Java EE application servers are all built on top of servlets, and so inherit from the underlying assumptions of the threading model. In particular, Java EE applications typically make heavy use of ThreadLocal as a way to ensure an implicit context for the request–this is like putting a sticky note on the person handling the book, and it means that even when the person you're looking at isn't in the book room, you can still identify them.
This worked at the time, when there was a single CPU with a single core. But computers added multiple CPUs and cores, and CPU cores got faster than network and disk access did. Now, not only are there more shredders, but they also chew through paper faster. The people that feed the paper to the shredders must move as fast as possible in order to meet demand. This is where the "thread per request" model has a problem. If there is any blocking in the request–if the door is locked–then the person is out of action and cannot feed paper.
Java 1.6 and 1.7 made great strides in thread management and non-blocking IO. Play takes full advantage of these new APIs, building directly on a thread pool that enables work stealing. Because Play is non-blocking, threads are not blocked when the network is slow, but are free to serve another HTTP request–and because Play is stateless, there is no session information tied to the thread that would confuse it.

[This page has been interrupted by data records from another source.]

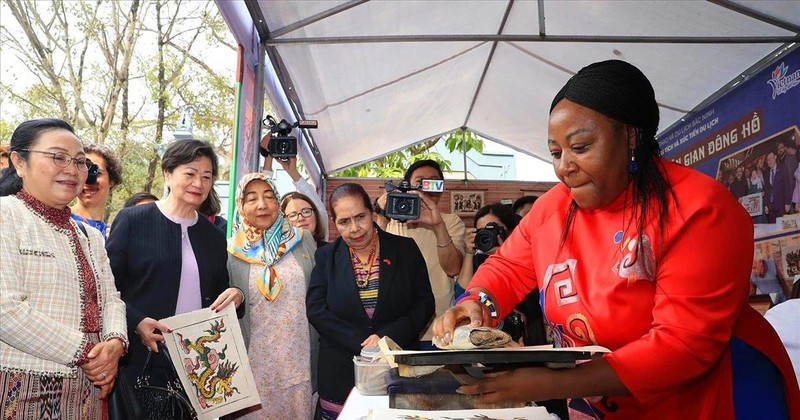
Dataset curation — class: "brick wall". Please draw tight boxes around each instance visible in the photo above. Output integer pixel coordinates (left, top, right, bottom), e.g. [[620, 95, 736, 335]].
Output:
[[323, 178, 556, 240]]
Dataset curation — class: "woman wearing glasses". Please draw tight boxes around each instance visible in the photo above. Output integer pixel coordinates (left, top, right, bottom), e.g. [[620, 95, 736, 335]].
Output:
[[0, 119, 128, 419], [72, 144, 122, 236], [260, 133, 328, 247], [228, 172, 317, 419]]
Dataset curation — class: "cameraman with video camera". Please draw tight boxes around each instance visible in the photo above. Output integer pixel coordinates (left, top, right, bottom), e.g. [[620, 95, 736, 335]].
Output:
[[374, 159, 465, 349], [258, 116, 328, 243]]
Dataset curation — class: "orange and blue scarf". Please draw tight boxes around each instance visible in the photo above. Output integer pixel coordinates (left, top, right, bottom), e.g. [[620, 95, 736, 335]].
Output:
[[228, 172, 303, 301]]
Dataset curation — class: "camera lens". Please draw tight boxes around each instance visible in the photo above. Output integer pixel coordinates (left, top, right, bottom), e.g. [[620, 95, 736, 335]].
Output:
[[394, 199, 414, 214], [277, 141, 289, 153], [475, 229, 496, 252]]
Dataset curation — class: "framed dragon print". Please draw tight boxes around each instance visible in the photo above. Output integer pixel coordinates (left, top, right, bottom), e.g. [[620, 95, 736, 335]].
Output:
[[161, 305, 261, 420]]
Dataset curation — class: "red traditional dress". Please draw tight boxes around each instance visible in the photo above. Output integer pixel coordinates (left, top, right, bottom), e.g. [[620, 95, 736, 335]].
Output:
[[470, 161, 800, 419]]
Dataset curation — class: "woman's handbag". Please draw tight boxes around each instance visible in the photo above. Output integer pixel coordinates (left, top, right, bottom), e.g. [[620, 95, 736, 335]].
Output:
[[108, 366, 144, 420], [136, 343, 197, 420]]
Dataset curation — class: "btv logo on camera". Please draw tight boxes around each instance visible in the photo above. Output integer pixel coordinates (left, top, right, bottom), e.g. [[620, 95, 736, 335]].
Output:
[[422, 179, 444, 192]]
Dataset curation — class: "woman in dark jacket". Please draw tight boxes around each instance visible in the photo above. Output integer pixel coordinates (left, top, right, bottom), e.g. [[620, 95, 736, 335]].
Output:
[[106, 140, 244, 400], [306, 183, 434, 419]]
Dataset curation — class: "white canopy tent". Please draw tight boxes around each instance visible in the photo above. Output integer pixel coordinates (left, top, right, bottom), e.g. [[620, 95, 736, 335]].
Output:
[[218, 0, 800, 183]]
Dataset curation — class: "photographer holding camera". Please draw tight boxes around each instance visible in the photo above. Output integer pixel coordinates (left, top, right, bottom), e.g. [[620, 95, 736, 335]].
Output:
[[375, 159, 464, 348], [259, 131, 328, 246]]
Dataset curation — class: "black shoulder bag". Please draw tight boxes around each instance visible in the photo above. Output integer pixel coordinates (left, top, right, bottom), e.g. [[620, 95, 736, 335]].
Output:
[[135, 342, 197, 420]]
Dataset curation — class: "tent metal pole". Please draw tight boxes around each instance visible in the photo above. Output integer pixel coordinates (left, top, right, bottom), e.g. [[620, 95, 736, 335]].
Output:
[[539, 0, 546, 36], [462, 0, 514, 126], [269, 0, 369, 38], [266, 34, 800, 46], [461, 127, 467, 185], [707, 0, 800, 34]]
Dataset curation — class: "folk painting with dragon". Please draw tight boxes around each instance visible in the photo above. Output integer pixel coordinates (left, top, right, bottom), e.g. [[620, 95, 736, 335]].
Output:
[[162, 305, 261, 420]]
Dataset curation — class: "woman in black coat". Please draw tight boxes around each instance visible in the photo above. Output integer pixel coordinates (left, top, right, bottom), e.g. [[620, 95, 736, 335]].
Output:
[[106, 140, 244, 398], [306, 183, 434, 419]]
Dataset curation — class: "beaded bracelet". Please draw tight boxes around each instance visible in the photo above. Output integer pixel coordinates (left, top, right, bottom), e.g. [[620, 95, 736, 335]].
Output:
[[455, 290, 498, 319]]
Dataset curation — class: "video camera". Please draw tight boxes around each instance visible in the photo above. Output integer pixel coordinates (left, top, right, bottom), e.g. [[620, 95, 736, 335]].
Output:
[[384, 179, 444, 222], [475, 222, 508, 252], [264, 115, 318, 160]]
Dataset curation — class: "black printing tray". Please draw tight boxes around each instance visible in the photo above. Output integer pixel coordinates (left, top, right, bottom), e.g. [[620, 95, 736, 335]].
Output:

In shredder terms, if a person is taking pages from a book, and goes back to find the door locked, that person can try another door and take pages from a different book -- all while maintaining levels of fairness between the books being shredded and the lines for the various shredders.
So that's why one reason why Play is fast: Play uses CPUs more efficiently. In fact, many customers find that Play works so well that they are able to retire servers after moving to Play.